The context sensitivity of C’s grammar

eliben · on May 2, 2011

Cool to see this posted here. Just for completeness: this article is part 2 of the one here: http://eli.thegreenplace.net/2007/11/24/the-context-sensitiv..., so if the issue interests you, start with that one.

yan · on May 2, 2011

Thanks for the great blog; always make sure to get to it first in my reader.

acqq · on May 2, 2011

An advice to those who like OP first encounter these topics: try to gain the historical perspective, you'll understand everything much better. Find the sources of the original C compilers, marvel that they are probably smaller than the Yacc and Lex (at least that's how I remember them) and then understand that both Yacc and Lex were never needed for these C compilers. You learn about Yacc and Lex in the school more because of their "educational value" than because they are easiest tools to make a C compiler or parser.

As the original authors wrote the compiler the result of not having the context free grammar was just having a few lines of the code more. Their goal was certainly not an academic "parser" purity. Parsing is one of quite uninteresting parts when you're making UNIX and C some 40 yeas ago.

sedachv · on May 2, 2011

Amateurs use parser-generators.

Professionals write recursive-descent parsers.

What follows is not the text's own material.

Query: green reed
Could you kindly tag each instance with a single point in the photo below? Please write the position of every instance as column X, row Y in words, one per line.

Real men code finite state machines by hand: http://galileo.phys.virginia.edu/classes/551.jvn.fall01/fsm....

But seriously, the mystery and ignorance that continues to surround Yacc to this day needs to be fought. If you're using Yacc, you're doing it wrong. As far as parser-generators go, it is totally obsolete, and even when it wasn't, it was the wrong choice for almost all parsing problems. I learned this one day when someone recoded a Yacc-based parser I wrote in recursive-descent style, and it was less lines of code than my specification.

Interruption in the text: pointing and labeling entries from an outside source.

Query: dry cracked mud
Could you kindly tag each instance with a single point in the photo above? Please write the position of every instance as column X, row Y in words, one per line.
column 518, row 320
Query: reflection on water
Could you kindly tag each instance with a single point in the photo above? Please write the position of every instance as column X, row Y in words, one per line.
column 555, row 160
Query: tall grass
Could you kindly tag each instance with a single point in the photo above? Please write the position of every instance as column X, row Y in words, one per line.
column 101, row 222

If you need to write a really simple, or a really complicated, parser, recursive-descent is usually the way to go. You might try Henry Baker's META (http://home.pipeline.com/~hbaker1/Prag-Parse.html) as a first alternative. If you really, really feel the need for a parser-generator, take a look at parsing expressions grammars/packrat parsers: http://pdos.csail.mit.edu/~baford/packrat/

But the real lesson here is to design your syntax to be easy to parse and manipulate in the first place. C's grammar is the clearest testament to how little thought Dennis Ritchie put into the design of C.

ZoFreX · on May 2, 2011

I have an interest in making parsers, but all mine so far are either hacks or made with ANTLR. Does this fall under "doing it wrong"? (I presume the answer is yes) How would you recommend I go about learning how to do it right?

sedachv · on May 2, 2011

ANTLR is one of the parser generators that makes Yacc obsolete. So you're doing something right. (I personally think ANTLR is too complicated.)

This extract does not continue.